Recent research has revealed that some highly psychopathic individuals possess unusually high adaptive traits, leading to the hypothesis that those with high levels of psychopathic and adaptive traits would display the greatest levels of well-being, such as lasting happiness, life satisfaction, and self-esteem. Following them would be individuals with high levels of adaptive traits and moderate levels of psychopathic traits, and those with lower levels of adaptive traits regardless of their psychopathic trait level.
In order to test this hypothesis, researchers Guillaume Durand and Jill Lobbestael recruited 2,209 undergraduate students at the University of Ottawa. Participants completed measures of psychopathic traits, adaptive psychopathic traits, fluctuating and durable happiness, satisfaction with life, and self-esteem.
Analyzing the collected data, the research team found that most participants had only moderate levels of either psychopathic traits or adaptive traits. Interestingly, the group with the highest psychopathic traits also had the highest level of adaptive traits, which could help reduce the external expression of psychopathic behaviors.
Those with high levels of psychopathic traits agree with statements such as “Feeling sorry for others is a sign of weakness,” “Sometimes I lie simply because I enjoy it,” and “When I’m upset, I often act without thinking.” Those with high levels of adaptive psychopathic traits, on the other hand, agree with statements such as “People often follow my lead,” “I rarely worry,” and “I can effortlessly mingle with any group.”
The study supports previous research on gender differences in psychopathy, where males have a higher proportion of psychopathic traits. However, the study suggests that the psychopathic personality operates similarly in both genders, despite differences in scores.
Additionally, the data revealed that those who demonstrate more adaptive traits tend to have higher levels of long-lasting happiness, life satisfaction, self-esteem, and lower levels of fluctuating happiness. On the other hand, people with lower levels of adaptive traits tend to have lower levels of well-being, regardless of their psychopathic traits.
The study suggests that low well-being may not be solely attributed to high levels of psychopathic traits but rather a lack of adaptive traits commonly found in people with high psychopathic traits. Thus, high levels of psychopathic traits do not necessarily lead to adverse outcomes as long as they are balanced with similar levels of adaptive traits.

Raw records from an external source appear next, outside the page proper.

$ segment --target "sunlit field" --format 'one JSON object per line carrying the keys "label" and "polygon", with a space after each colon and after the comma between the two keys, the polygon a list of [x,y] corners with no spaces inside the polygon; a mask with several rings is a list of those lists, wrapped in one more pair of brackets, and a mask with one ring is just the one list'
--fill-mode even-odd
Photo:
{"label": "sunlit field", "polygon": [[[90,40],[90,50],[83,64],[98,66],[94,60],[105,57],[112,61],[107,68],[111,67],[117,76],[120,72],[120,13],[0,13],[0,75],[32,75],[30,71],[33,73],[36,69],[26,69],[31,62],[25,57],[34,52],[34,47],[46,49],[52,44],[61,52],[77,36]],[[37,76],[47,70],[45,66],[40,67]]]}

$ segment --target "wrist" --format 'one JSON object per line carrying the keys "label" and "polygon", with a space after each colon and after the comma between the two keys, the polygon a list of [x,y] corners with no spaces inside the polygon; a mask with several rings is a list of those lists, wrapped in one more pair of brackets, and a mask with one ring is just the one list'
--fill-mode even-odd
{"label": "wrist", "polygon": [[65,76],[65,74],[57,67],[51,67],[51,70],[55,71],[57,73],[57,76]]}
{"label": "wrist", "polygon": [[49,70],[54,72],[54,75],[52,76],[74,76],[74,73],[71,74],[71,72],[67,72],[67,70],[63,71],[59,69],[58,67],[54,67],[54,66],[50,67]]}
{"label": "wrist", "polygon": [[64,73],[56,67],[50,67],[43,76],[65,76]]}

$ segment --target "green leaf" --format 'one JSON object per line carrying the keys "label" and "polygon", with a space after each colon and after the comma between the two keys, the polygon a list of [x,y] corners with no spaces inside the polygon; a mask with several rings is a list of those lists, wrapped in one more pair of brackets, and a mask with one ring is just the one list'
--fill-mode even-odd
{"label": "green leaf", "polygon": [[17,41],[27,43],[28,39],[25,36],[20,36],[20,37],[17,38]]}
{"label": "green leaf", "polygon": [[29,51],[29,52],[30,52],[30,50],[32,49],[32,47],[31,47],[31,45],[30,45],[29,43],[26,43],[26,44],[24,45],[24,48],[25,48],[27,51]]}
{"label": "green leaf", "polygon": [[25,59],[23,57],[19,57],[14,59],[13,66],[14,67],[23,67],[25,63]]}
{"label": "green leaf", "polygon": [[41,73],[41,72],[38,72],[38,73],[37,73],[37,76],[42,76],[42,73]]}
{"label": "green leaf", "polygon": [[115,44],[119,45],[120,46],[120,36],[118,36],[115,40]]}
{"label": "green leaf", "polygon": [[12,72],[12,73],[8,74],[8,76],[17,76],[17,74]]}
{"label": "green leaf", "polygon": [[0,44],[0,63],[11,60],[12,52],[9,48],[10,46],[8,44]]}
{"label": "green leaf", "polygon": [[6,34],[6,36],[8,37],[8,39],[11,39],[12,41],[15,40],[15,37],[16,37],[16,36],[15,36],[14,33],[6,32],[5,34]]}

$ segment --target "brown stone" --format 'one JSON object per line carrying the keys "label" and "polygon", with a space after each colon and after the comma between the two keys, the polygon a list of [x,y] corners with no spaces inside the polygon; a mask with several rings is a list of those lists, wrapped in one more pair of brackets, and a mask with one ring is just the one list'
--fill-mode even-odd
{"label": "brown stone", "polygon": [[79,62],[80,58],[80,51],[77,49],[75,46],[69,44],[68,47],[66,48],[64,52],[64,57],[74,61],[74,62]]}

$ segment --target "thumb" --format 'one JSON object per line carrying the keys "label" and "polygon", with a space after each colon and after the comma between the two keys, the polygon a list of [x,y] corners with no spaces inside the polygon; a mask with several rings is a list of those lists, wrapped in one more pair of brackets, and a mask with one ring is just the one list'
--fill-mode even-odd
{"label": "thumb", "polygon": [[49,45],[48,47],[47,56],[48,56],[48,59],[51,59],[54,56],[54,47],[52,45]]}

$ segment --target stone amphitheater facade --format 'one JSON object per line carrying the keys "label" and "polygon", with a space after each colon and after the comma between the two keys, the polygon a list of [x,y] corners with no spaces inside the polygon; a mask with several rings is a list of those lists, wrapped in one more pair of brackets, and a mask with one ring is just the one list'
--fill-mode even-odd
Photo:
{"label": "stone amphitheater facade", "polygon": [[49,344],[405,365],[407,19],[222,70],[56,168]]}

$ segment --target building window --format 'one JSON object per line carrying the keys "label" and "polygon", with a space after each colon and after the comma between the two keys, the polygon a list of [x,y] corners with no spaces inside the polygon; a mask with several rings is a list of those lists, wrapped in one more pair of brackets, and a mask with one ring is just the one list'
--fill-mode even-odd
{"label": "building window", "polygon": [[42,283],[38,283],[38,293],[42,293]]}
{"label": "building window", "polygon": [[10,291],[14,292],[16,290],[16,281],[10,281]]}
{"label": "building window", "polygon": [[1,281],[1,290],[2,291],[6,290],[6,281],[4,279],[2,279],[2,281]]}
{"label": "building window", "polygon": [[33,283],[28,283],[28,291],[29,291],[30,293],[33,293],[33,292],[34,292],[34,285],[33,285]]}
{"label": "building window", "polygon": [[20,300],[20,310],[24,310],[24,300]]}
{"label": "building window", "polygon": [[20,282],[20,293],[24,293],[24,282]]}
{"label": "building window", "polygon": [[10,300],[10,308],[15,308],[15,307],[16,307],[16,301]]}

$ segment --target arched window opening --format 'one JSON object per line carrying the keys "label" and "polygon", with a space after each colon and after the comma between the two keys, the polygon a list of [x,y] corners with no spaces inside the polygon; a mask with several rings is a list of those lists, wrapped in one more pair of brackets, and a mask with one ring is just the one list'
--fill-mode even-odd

The current study has some limitations that need to be taken into consideration. Firstly, the study solely explored favorable results and did not address the unfavorable facets of psychopathy. It is uncertain how individuals with elevated adaptive and psychopathic traits would manifest negative attributes. Secondly, the sample group was very uniform, consisting primarily of young female university students who provided self-reported information. Lastly, the study’s approach was cross-sectional and focused on average differences.

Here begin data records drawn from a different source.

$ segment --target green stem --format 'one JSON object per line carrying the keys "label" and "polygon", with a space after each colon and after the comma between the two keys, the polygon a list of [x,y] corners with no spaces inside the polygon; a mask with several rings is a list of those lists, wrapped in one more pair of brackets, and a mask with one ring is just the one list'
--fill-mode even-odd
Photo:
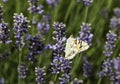
{"label": "green stem", "polygon": [[73,70],[72,70],[72,74],[75,72],[75,70],[77,69],[77,67],[79,66],[79,63],[80,63],[80,60],[81,60],[81,58],[82,58],[82,55],[79,55],[78,57],[77,57],[77,59],[75,60],[75,67],[73,68]]}
{"label": "green stem", "polygon": [[[18,67],[20,66],[20,64],[21,64],[21,56],[22,56],[22,48],[21,48],[21,46],[20,46],[20,44],[19,44],[19,64],[18,64]],[[19,74],[19,73],[18,73]],[[20,84],[20,78],[18,77],[18,84]]]}
{"label": "green stem", "polygon": [[54,76],[54,82],[56,82],[56,79],[57,79],[57,75]]}
{"label": "green stem", "polygon": [[87,22],[87,14],[88,14],[88,7],[86,7],[86,9],[85,9],[84,22]]}
{"label": "green stem", "polygon": [[111,5],[112,5],[112,0],[109,0],[109,1],[108,1],[108,5],[107,5],[107,8],[109,9],[109,8],[111,7]]}
{"label": "green stem", "polygon": [[100,79],[98,80],[97,84],[100,84],[100,83],[101,83],[101,80],[102,80],[102,78],[100,78]]}

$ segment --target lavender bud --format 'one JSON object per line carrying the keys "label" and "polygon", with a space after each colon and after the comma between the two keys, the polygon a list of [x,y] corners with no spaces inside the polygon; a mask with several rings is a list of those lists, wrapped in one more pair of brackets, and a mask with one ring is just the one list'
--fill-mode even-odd
{"label": "lavender bud", "polygon": [[115,16],[120,18],[120,8],[114,8]]}
{"label": "lavender bud", "polygon": [[80,40],[87,42],[89,45],[92,45],[92,37],[91,27],[88,23],[82,23],[81,31],[79,32],[80,36],[78,37]]}
{"label": "lavender bud", "polygon": [[103,52],[105,54],[105,56],[110,57],[113,53],[113,50],[115,48],[115,41],[117,39],[117,35],[109,32],[106,35],[107,41],[105,44],[105,51]]}
{"label": "lavender bud", "polygon": [[14,14],[14,34],[15,34],[15,38],[16,38],[16,46],[18,46],[19,44],[22,44],[24,46],[24,35],[28,32],[29,29],[29,21],[27,20],[26,17],[24,17],[24,15],[22,13],[20,14]]}
{"label": "lavender bud", "polygon": [[87,58],[84,57],[84,63],[83,63],[83,75],[88,78],[92,76],[93,70],[91,64],[87,61]]}
{"label": "lavender bud", "polygon": [[93,0],[83,0],[83,2],[86,6],[89,6],[93,3]]}
{"label": "lavender bud", "polygon": [[25,79],[27,77],[28,69],[25,63],[21,63],[18,67],[19,78]]}
{"label": "lavender bud", "polygon": [[45,76],[46,73],[43,68],[36,67],[35,68],[36,82],[40,84],[45,84]]}

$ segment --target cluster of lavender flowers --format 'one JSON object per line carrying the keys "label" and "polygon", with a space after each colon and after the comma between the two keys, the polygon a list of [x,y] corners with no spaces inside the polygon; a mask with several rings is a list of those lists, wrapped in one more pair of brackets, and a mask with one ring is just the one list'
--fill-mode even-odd
{"label": "cluster of lavender flowers", "polygon": [[110,19],[110,28],[120,35],[120,8],[114,8],[115,16]]}
{"label": "cluster of lavender flowers", "polygon": [[66,84],[70,82],[71,75],[71,62],[65,57],[63,57],[64,54],[64,42],[66,41],[65,37],[65,24],[55,22],[53,24],[53,27],[55,31],[53,32],[53,39],[55,40],[54,45],[49,45],[50,49],[53,50],[53,60],[51,63],[51,71],[52,74],[60,74],[62,73],[62,76],[59,78],[60,84]]}
{"label": "cluster of lavender flowers", "polygon": [[46,0],[47,4],[49,4],[51,7],[55,7],[60,3],[61,0]]}
{"label": "cluster of lavender flowers", "polygon": [[18,75],[19,78],[25,79],[25,78],[27,77],[28,69],[27,69],[25,63],[21,63],[21,64],[18,66],[18,74],[19,74],[19,75]]}
{"label": "cluster of lavender flowers", "polygon": [[4,84],[5,79],[4,78],[0,78],[0,84]]}
{"label": "cluster of lavender flowers", "polygon": [[46,33],[48,33],[50,29],[50,15],[45,14],[42,17],[42,20],[37,23],[37,30],[39,31],[39,36],[43,37]]}
{"label": "cluster of lavender flowers", "polygon": [[12,42],[10,40],[10,29],[8,28],[8,24],[3,21],[2,8],[0,5],[0,43],[9,44]]}
{"label": "cluster of lavender flowers", "polygon": [[43,68],[35,67],[36,82],[39,84],[45,84],[46,73]]}
{"label": "cluster of lavender flowers", "polygon": [[104,60],[99,76],[108,77],[111,84],[120,83],[120,57]]}
{"label": "cluster of lavender flowers", "polygon": [[39,0],[28,0],[30,7],[28,8],[30,13],[42,14],[44,12],[43,5],[38,5]]}
{"label": "cluster of lavender flowers", "polygon": [[117,35],[109,32],[106,34],[106,44],[105,44],[105,51],[104,55],[106,56],[106,59],[102,63],[101,71],[98,73],[100,77],[105,76],[108,77],[112,84],[119,84],[120,83],[120,59],[114,58],[111,59],[110,57],[113,54],[113,51],[115,49],[115,41],[117,39]]}
{"label": "cluster of lavender flowers", "polygon": [[91,27],[89,23],[82,23],[81,31],[79,32],[80,36],[78,37],[80,40],[87,42],[90,46],[92,45],[91,41],[93,38],[93,34],[91,33]]}
{"label": "cluster of lavender flowers", "polygon": [[29,54],[25,56],[26,60],[30,61],[31,63],[37,62],[37,55],[41,54],[44,50],[44,43],[39,36],[27,36],[28,41],[27,48],[29,49]]}
{"label": "cluster of lavender flowers", "polygon": [[27,20],[26,17],[24,17],[24,15],[22,13],[20,14],[14,14],[13,17],[13,21],[14,21],[14,34],[15,34],[15,38],[16,38],[16,47],[18,47],[19,45],[24,46],[25,42],[24,42],[24,35],[28,32],[29,29],[29,21]]}
{"label": "cluster of lavender flowers", "polygon": [[106,43],[105,43],[105,51],[103,52],[105,56],[110,57],[113,54],[113,50],[115,48],[115,41],[117,39],[117,35],[109,31],[106,34]]}
{"label": "cluster of lavender flowers", "polygon": [[83,58],[83,76],[88,78],[93,75],[92,65],[88,62],[87,57]]}

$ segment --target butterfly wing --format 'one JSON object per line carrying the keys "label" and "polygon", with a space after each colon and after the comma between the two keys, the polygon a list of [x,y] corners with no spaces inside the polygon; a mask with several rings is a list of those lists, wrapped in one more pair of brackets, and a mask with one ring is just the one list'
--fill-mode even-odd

This research investigated the connection between adaptive and psychopathic traits and their impact on well-being. Results showed that those with high levels of adaptive traits had higher levels of well-being, regardless of their psychopathic trait level. The research team concluded, “Our results highlight the importance of measuring adaptive traits and psychopathic traits independently from one another due to the impact of adaptive traits on the relationship between well-being and psychopathic traits. Future studies should focus on negative characteristics and outcomes to determine if adaptive traits can also protect highly psychopathic individuals from negative outcomes commonly observed in highly psychopathic individuals.”
The study, “The relationship between psychopathic personality, well-being, and adaptive traits in undergraduates“, was authored by Guillaume Durand and Jill Lobbestael.